How much of that money comes from locals looking for a place to park, we wonder?
Last night on @wccoradio Mike Max took the angle that boosted parking prices will mostly hit locals – a Smart Take. Then I saw this @steve_ehrfurth pic on Instagram. This is how was welcome? #boldnorth 🤣 #SuperTake pic.twitter.com/ZL5G2JDAQh
— Blois Olson (@bloisolson) January 27, 2018
When they’re pitching Super Bowls, host committees don’t tell you about the big jump in parking in a city where people actually have to go to work.
“I hate sports economics, but I love my city,” former Mayor R.T. Rybak tells the Times about the deal to build U.S. Bank Stadium, “and we ended up crafting a deal that ended up being a financial bonanza for Minneapolis.”
So much so that those involved would rather keep the books closed.
The bid book shows the host city must provide the N.F.L. with 35,000 parking spaces, thousands of hotel rooms, hundreds of buses and limousines, billboards, security, food and an exemption on paying all sales taxes, among hundreds of other specifications.
The phrase “at no cost to the N.F.L.” appears in the book 65 times.
All of these costs, at least in theory, are borne by the host committee. Minneapolis raised $30 million in pledges from the private sector before even bidding on the Super Bowl. According to Langley, of the regional economic development agency, the committee has now raised more than $50 million to put on the game.
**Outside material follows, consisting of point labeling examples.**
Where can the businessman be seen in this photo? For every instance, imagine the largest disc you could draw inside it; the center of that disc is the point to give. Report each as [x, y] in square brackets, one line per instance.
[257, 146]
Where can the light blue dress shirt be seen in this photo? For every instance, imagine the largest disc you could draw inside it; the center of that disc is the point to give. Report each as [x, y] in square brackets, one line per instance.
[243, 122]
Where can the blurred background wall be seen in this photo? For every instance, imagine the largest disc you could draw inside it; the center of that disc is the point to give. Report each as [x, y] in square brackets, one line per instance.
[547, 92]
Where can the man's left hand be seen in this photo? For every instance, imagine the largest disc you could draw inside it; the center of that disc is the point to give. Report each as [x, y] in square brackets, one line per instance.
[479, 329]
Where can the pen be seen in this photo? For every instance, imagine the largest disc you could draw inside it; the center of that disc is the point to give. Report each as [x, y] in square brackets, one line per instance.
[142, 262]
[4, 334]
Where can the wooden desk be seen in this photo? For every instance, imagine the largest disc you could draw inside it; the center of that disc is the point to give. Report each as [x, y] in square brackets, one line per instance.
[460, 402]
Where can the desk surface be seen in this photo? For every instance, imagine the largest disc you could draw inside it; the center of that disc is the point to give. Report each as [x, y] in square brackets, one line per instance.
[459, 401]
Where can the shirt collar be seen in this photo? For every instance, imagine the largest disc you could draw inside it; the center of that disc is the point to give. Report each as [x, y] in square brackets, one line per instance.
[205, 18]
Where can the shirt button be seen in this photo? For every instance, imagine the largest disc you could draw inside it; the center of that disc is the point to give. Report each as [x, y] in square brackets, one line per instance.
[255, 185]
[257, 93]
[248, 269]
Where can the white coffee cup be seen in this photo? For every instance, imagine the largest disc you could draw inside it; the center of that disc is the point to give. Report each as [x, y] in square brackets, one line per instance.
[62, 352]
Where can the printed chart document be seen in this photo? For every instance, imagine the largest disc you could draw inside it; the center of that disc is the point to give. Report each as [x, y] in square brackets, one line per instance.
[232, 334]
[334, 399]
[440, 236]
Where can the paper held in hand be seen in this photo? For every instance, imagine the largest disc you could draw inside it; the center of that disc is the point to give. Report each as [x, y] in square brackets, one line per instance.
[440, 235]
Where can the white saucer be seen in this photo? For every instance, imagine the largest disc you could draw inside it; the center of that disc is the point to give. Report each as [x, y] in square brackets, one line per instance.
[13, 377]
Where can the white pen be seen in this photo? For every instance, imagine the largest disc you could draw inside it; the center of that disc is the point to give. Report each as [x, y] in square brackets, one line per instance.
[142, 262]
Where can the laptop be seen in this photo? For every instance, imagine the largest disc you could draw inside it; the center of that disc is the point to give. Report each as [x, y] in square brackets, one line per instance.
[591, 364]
Enough is budgeted to pay for police overtime, emergency snow removal or any other cost overruns, he said.
“This is a really professional group,” Langley said.
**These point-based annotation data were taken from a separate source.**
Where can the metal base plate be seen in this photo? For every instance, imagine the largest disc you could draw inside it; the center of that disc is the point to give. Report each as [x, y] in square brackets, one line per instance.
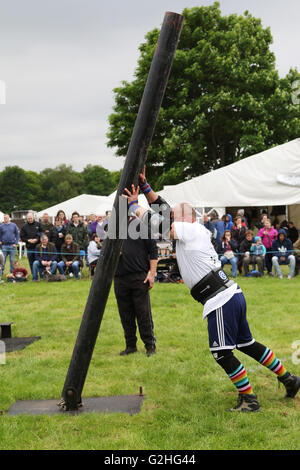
[130, 404]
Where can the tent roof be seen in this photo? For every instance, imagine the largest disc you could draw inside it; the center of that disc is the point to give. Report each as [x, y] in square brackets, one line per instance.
[270, 178]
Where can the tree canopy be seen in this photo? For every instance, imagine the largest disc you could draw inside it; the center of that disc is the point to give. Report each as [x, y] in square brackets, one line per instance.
[224, 101]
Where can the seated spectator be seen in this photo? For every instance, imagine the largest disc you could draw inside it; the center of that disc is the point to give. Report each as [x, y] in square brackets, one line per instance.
[45, 258]
[91, 227]
[57, 236]
[79, 233]
[30, 234]
[261, 223]
[1, 265]
[268, 234]
[282, 254]
[70, 253]
[238, 231]
[227, 250]
[94, 249]
[101, 227]
[209, 225]
[257, 254]
[297, 255]
[9, 238]
[46, 225]
[62, 216]
[218, 224]
[241, 213]
[244, 249]
[292, 233]
[19, 274]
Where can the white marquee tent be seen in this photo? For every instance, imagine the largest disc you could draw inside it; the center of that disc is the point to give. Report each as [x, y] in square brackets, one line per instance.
[270, 178]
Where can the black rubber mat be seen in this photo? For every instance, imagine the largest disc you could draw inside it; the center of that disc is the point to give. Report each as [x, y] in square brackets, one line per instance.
[17, 344]
[130, 404]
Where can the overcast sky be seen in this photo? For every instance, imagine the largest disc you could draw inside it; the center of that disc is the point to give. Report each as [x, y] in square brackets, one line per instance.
[61, 59]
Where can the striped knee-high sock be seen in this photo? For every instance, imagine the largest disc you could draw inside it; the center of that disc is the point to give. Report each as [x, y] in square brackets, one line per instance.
[270, 361]
[240, 380]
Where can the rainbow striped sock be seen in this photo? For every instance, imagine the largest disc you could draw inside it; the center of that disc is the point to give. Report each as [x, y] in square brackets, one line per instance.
[240, 380]
[270, 361]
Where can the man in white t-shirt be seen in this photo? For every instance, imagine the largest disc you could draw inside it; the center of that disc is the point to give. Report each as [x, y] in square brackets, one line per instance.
[223, 300]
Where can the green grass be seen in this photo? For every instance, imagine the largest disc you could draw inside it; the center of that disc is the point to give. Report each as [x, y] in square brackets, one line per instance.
[186, 393]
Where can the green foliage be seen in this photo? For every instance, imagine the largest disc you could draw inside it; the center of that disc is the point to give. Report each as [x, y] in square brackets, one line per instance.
[224, 101]
[98, 180]
[187, 394]
[23, 190]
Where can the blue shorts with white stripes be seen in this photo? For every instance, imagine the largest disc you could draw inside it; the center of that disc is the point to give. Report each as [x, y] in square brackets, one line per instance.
[228, 326]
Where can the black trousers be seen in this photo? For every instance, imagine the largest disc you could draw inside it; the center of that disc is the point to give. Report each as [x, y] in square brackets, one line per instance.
[134, 307]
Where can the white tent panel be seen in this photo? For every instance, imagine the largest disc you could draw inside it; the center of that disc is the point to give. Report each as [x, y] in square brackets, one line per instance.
[85, 204]
[253, 181]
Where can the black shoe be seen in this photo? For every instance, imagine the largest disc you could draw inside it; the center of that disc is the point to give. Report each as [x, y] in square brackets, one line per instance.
[291, 383]
[246, 403]
[150, 352]
[128, 351]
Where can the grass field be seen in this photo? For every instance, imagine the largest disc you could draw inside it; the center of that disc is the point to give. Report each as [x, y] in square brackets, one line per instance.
[186, 393]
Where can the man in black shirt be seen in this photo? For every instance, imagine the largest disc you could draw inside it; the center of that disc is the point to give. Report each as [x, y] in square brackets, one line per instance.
[30, 234]
[134, 278]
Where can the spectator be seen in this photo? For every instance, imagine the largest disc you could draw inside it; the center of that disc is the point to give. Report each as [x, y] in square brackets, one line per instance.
[30, 234]
[94, 249]
[45, 258]
[134, 278]
[238, 231]
[57, 236]
[101, 227]
[9, 238]
[292, 233]
[245, 246]
[228, 249]
[19, 274]
[228, 222]
[261, 223]
[62, 216]
[79, 233]
[91, 227]
[70, 257]
[46, 225]
[268, 234]
[241, 213]
[258, 253]
[297, 255]
[282, 254]
[1, 266]
[219, 225]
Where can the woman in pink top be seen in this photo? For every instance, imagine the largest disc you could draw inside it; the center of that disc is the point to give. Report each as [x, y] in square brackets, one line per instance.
[268, 234]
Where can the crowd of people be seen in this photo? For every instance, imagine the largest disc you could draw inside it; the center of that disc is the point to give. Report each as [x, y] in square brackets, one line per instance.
[265, 248]
[66, 245]
[62, 247]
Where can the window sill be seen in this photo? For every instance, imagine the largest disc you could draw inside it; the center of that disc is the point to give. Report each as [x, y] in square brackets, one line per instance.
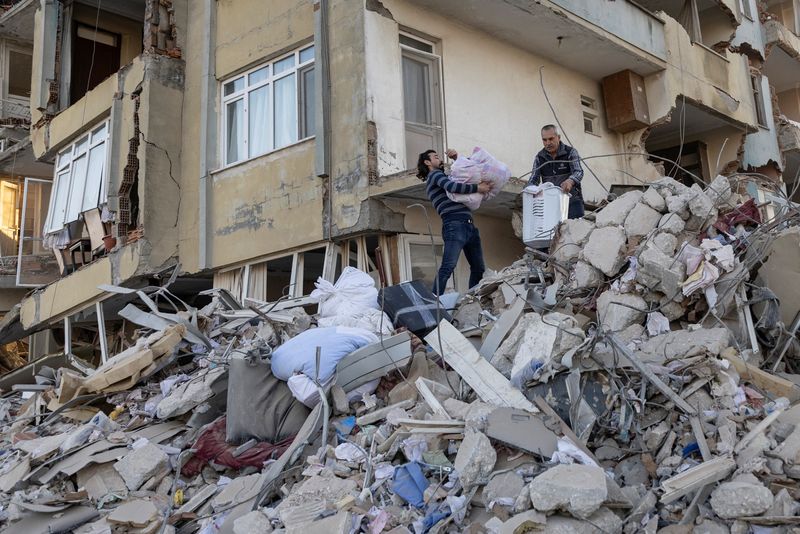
[249, 160]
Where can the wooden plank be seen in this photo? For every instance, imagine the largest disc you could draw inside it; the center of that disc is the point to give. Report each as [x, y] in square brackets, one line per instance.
[696, 478]
[377, 415]
[758, 429]
[421, 423]
[426, 393]
[776, 385]
[564, 427]
[651, 376]
[501, 328]
[488, 383]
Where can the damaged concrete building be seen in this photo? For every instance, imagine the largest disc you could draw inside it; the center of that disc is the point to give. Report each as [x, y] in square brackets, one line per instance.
[260, 146]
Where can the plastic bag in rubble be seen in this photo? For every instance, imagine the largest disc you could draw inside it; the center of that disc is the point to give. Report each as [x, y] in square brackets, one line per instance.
[99, 423]
[480, 166]
[352, 293]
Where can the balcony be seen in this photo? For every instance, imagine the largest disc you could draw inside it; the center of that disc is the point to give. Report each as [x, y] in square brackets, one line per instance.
[789, 141]
[620, 34]
[783, 53]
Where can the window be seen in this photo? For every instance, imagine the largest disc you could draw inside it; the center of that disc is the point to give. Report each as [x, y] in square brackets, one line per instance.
[19, 74]
[417, 261]
[758, 100]
[291, 274]
[589, 107]
[422, 98]
[268, 107]
[744, 8]
[79, 183]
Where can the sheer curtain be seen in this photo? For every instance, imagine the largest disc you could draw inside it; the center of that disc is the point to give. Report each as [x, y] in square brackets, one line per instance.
[285, 111]
[257, 281]
[415, 91]
[259, 121]
[235, 148]
[690, 20]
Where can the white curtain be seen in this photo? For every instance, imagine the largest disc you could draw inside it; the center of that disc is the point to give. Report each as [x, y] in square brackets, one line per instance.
[257, 281]
[415, 91]
[285, 111]
[235, 148]
[259, 124]
[230, 280]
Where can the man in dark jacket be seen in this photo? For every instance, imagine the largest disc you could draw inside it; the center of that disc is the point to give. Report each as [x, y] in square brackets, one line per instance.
[559, 164]
[458, 229]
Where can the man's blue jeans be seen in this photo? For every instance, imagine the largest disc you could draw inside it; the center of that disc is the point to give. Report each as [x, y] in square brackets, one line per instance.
[458, 235]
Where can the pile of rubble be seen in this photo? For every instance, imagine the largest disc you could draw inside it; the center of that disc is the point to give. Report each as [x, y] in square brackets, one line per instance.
[639, 378]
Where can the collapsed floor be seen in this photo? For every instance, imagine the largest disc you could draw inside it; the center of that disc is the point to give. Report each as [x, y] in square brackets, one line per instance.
[638, 378]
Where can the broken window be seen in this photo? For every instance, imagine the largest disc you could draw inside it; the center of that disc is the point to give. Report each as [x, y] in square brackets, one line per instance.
[417, 261]
[589, 107]
[268, 107]
[744, 8]
[79, 183]
[19, 74]
[422, 98]
[758, 100]
[96, 55]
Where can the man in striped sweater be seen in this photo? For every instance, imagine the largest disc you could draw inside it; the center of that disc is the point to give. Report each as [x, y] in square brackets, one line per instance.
[458, 230]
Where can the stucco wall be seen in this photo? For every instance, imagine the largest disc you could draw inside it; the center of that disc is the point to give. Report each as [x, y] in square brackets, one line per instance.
[492, 97]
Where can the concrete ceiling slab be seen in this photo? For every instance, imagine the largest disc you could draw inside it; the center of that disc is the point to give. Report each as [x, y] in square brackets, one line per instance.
[541, 30]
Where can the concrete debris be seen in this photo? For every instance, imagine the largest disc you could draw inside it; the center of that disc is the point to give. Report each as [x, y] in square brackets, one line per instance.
[475, 459]
[605, 249]
[141, 464]
[577, 489]
[616, 312]
[740, 499]
[586, 392]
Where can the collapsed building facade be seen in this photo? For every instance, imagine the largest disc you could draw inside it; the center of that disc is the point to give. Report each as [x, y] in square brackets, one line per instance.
[155, 144]
[189, 172]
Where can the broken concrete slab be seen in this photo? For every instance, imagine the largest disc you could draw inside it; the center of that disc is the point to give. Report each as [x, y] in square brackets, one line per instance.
[605, 249]
[140, 464]
[475, 459]
[522, 430]
[572, 235]
[671, 223]
[577, 489]
[585, 276]
[654, 199]
[187, 395]
[617, 211]
[136, 513]
[503, 489]
[740, 499]
[641, 220]
[603, 521]
[524, 522]
[617, 311]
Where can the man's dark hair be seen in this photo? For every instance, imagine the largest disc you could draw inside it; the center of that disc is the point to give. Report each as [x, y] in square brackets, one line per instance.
[422, 167]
If so, it is the rare Super Bowl host committee that has budgeted for extras. The city of Santa Clara, Calif., had its costs to host the 2016 Super Bowl reimbursed, but the game cost nearby San Francisco almost $5 million, mostly in police and transit services. Mayor Jerry Weiers of Glendale, Ariz., told ESPN that the city lost money hosting the game in both 2015 and 2008. New Jersey gave the N.F.L. an $8 million tax break, and state-owned New Jersey Transit lost $5.6 million when the game was played there in 2014.
Last week, the Star Tribune reported that the local cost of providing security has risen to $3.7 million.
The Super Bowl Host Committee will reimburse Minneapolis, the paper said. A city spokesman wouldn’t say where the money is being used, citing security concerns.